Панургово стадо
1869
XXXII
В Жегулях
На левом берегу Волги, у протока Куньей Воложки, окруженной темными лесистыми горами, приютился городок Ставрополь со своими двумя каменными церковками. Начиная от этого городка, Волга берет прямо к востоку до двух совершенно однообразных, похожих одна на другую, каменистых гор, которые называются поэтому «Двумя Братьями». Один брат стоит на правом берегу, другой как раз насупротив его, на левом. С этого последнего места будет виднеться уже направо к югу, в голубоватой дали, город Самара. От Самары Волга круто пойдет на запад, вплоть до города Сызрани. Несколько выше Ставрополя, на правом берегу, лежит деревня Жегуля, и весь заворот Волги от Жегулей до Сызрани известен под именем Луки Самарской. В России редко найдется место красивее гор Жегулевских, известных просто под именем Жегулей. На всем протяжении их, верст на восемьдесят, Волга, сжатая между крутизнами, словно широчайший канал, течет ровно, прямо, стрелой. «Словно бы она тут тебе враз кнутом шибанута», говорят о ней местные поволжане, характеризуя прямолинейное направление своей «матушки».

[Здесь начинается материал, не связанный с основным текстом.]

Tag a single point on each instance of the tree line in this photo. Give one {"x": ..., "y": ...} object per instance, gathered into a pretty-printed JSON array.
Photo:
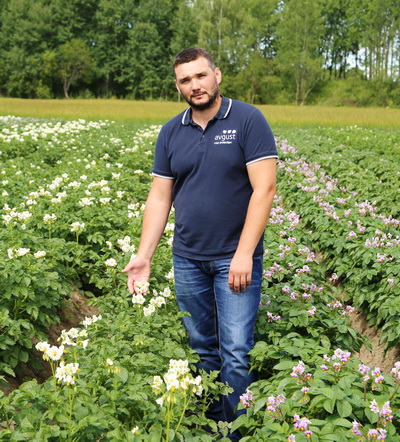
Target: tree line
[{"x": 270, "y": 51}]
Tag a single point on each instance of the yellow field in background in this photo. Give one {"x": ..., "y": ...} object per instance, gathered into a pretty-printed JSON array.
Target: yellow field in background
[{"x": 159, "y": 112}]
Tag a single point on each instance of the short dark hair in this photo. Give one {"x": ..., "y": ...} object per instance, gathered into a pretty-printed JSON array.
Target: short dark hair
[{"x": 192, "y": 54}]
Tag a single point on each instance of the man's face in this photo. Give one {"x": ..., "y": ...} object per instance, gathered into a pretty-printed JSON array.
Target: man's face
[{"x": 198, "y": 83}]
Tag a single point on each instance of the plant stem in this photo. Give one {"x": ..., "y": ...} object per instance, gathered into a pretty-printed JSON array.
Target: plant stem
[{"x": 183, "y": 412}]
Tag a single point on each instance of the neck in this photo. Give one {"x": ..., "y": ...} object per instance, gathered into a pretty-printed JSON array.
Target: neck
[{"x": 202, "y": 117}]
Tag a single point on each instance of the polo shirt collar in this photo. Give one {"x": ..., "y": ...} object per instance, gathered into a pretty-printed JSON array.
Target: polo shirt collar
[{"x": 222, "y": 113}]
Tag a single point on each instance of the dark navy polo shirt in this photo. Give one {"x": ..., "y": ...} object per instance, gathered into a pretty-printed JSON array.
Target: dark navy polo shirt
[{"x": 211, "y": 189}]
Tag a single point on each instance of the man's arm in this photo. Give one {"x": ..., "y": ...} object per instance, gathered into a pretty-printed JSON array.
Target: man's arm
[
  {"x": 262, "y": 176},
  {"x": 158, "y": 206}
]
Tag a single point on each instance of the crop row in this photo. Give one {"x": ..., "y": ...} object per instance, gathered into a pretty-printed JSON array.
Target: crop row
[{"x": 359, "y": 239}]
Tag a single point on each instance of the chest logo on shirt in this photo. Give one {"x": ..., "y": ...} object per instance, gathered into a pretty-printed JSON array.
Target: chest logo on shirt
[{"x": 226, "y": 137}]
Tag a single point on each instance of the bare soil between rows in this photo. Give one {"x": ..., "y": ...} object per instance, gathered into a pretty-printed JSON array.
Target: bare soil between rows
[{"x": 77, "y": 309}]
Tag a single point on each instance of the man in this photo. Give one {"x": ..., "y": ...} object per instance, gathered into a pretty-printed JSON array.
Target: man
[{"x": 217, "y": 163}]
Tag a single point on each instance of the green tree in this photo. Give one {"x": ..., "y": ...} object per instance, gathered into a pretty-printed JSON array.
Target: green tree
[
  {"x": 25, "y": 34},
  {"x": 381, "y": 39},
  {"x": 298, "y": 56}
]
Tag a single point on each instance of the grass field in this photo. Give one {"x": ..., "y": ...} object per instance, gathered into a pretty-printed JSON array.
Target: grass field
[{"x": 159, "y": 112}]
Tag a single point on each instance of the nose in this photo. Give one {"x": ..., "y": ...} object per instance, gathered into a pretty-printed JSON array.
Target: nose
[{"x": 195, "y": 84}]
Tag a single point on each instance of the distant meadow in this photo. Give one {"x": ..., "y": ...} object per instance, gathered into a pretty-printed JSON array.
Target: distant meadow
[{"x": 160, "y": 111}]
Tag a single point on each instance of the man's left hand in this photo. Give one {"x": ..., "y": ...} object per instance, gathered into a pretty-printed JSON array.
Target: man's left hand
[{"x": 240, "y": 273}]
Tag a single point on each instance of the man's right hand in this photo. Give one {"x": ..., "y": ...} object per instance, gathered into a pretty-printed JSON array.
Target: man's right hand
[{"x": 138, "y": 271}]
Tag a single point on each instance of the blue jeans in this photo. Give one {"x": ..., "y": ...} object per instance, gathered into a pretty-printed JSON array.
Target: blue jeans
[{"x": 221, "y": 325}]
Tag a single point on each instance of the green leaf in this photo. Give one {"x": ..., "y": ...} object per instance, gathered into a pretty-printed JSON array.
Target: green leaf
[
  {"x": 284, "y": 365},
  {"x": 342, "y": 423},
  {"x": 329, "y": 405},
  {"x": 344, "y": 408},
  {"x": 123, "y": 374}
]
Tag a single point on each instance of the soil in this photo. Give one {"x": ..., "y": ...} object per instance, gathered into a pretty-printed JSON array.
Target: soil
[{"x": 77, "y": 308}]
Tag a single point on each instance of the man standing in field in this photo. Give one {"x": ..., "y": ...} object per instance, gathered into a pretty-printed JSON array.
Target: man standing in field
[{"x": 216, "y": 162}]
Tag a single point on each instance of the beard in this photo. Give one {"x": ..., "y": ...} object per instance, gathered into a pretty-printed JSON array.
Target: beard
[{"x": 209, "y": 103}]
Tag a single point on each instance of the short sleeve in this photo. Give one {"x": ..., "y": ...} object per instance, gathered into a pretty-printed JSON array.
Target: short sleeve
[
  {"x": 161, "y": 166},
  {"x": 258, "y": 141}
]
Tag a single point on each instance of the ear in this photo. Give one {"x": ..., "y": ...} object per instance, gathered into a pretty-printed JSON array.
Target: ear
[
  {"x": 218, "y": 75},
  {"x": 177, "y": 87}
]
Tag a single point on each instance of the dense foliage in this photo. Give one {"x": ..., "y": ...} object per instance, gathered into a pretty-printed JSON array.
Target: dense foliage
[
  {"x": 334, "y": 52},
  {"x": 72, "y": 200}
]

Дичь, глушь, тишина и величие.
Вон потянулись они вверх, на восемьдесят и на сто сажен над речным уровнем, эти утесистые великаны: то целая сплошная масса ровно тянется с версту, словно вал гигантской крепости, заросшая дремучим, темным, непродорным лесом; то, глядишь, сплотился целый ряд скалистых конусов, покрытых, словно зеленой мерлушкой, кудрявым кустарником. Подъем туда, на эти вершины, почти неприступен: там гнездится сокол, плавает крупный крапчатый коршун да орел-белохвост. По девственным ветвям прыгает большая белка-белянка; при корнях серо-пестрый гад ползает, а ниже, меж водомоин и узких ущелий, в трущобах да в берлогах, да в каменистых пещерах, вырытых либо водой, либо временем, залегает черный и красноватый медведь, порскает лисица, рыщет волк понурый да ходит человек бездомный, которого народ знает под общим именем «куклима четырехсторонней губернии», а сам он себя при дознаньях показывает спокойно и просто «Иваном родства непомнящим».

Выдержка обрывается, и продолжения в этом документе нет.